World's Best Specialized Hospitals 2024 (Newsweek)



神奈川県立こども医療センター(KCMC)は世界でも類をみない特定の大学との連携のない地域行政区の公立病院の小児病院です。このブログ記事の下記に残した様々な国の小児病院の先生と交流していると大学との連携なく、どうやって難病医療、高度医療の導入や研究開発をしている?と驚かれることがあります。


海外留学したことがないスタッフがほとんどなガラパゴス的小児病院かもしれません。でも、人口の割に病院が少ない神奈川県で沢山の子供達の診療の中から経験を積み重ね、自分達ができる小児専門医療を演繹的に続けてきたオリジナリティーに注目をもらう小児病院と思えます。


独自の視点を持って、ブルーオーシャン的な他の病院がしていないことを地道に挑戦し続けてきた、その医療を海外の小児医療者が注目してくださることは、世界の子供達をよりよく救うことのヒントになれたら嬉しくも思えます。
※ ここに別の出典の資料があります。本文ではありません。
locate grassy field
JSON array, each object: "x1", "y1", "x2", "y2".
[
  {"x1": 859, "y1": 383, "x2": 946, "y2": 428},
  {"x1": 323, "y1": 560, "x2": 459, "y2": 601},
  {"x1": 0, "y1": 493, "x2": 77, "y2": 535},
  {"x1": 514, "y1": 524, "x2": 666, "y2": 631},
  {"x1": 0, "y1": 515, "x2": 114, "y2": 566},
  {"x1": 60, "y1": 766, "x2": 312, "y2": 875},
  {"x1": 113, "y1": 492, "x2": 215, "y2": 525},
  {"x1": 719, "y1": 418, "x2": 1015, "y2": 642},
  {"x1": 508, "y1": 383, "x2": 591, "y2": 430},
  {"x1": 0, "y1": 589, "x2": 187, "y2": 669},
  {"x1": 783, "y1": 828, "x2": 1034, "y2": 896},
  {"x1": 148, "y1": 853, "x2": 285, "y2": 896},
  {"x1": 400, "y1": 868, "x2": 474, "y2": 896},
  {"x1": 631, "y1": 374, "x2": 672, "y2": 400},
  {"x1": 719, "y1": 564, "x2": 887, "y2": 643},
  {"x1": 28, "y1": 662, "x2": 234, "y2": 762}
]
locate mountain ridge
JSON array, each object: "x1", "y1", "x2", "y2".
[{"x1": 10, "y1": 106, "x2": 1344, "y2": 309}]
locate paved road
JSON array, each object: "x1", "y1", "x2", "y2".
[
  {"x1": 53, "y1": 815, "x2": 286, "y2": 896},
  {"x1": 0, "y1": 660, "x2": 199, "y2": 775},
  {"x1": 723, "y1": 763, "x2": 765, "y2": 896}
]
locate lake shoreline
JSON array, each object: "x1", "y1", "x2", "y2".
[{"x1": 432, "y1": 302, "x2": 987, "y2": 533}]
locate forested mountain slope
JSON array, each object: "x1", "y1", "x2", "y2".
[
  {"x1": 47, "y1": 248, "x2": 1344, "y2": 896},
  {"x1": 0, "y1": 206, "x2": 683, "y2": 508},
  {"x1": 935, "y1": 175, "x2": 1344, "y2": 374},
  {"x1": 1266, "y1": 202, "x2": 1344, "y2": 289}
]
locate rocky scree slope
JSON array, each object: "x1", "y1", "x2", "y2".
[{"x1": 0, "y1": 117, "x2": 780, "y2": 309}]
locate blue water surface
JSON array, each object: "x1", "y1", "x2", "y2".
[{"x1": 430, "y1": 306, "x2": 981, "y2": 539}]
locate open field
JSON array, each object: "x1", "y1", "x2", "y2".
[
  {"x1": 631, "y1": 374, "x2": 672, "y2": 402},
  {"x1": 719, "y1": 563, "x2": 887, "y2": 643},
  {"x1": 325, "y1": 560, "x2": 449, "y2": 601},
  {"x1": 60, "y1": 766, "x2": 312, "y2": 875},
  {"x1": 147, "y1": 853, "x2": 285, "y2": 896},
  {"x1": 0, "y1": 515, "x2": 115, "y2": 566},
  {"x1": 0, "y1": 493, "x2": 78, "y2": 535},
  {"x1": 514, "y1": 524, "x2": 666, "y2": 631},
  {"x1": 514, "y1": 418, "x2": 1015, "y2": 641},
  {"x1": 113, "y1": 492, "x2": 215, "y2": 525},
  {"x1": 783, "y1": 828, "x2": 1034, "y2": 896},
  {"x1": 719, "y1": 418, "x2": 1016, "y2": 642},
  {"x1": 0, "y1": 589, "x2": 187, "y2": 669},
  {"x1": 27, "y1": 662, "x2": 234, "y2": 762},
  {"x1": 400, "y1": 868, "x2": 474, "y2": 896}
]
早産・病気・医療的ケア・様々な障害と共に生きる赤ちゃんとご家族を応援するためには高度医療なことだけでも不十分にも感じ、子供達の心身の成長や地域生活を応援する様々なこどもたちのための医療、福祉・教育・研究に関わる多職種が勤務している小児病院の存在に気づいてくれて評価してくれた人達がいることに感謝でした。


小児病院の医療は通われる子供達、ご家族が

いてこそ続きます。信頼関係がなければできない医療も

たくさんあるように感じています。


毎日600名を超える外来に通われている

子供達とご家族、医療的ケアとともに在宅医療と共に生活される子供達とご家族、NICU、小児病棟、肢体施設、重心施設、こころの病棟など450床に入院されているお子さん達とご家族と共に向き合っている小児医療だと思うので子供達や患者家族の

皆様にこういう評価が相応しくないと思われる

KCMCになりたくない、共に喜び合えるKCMCで

これからもいられたらとスタッフの一人として思えていました。


 ただでさえ、なり手不足の小児医療で、待遇や労働環境がいいとは言えない昼夜を問わず忙しい小児病院で働いてきた過去・現在の職員一人一人の頑張りに感謝し合いたいし、スタッフの頑張りに気遣いながら通い続けている患者さん、患者家族の皆様の声が評価となっていると思えて感謝でした。若手もベテランも、医療スタッフも事務系職員も、ボランティアさん達もそれぞれ一人一人の力があってこそ医療は成り立つ、一人一人がそのことを気づき合えたらと思えます。


そして、神奈川県立こども医療センター(KCMC)の医療は信頼して連携してくださる神奈川県の様々な病院の産科・小児科の皆様、救急医療体制に関わる医療関係者の皆様、街の開業医さん達、在宅医療に関わる皆様との連携の中で機能しているので神奈川県全体の小児医療についての評価かもしれないと思えます。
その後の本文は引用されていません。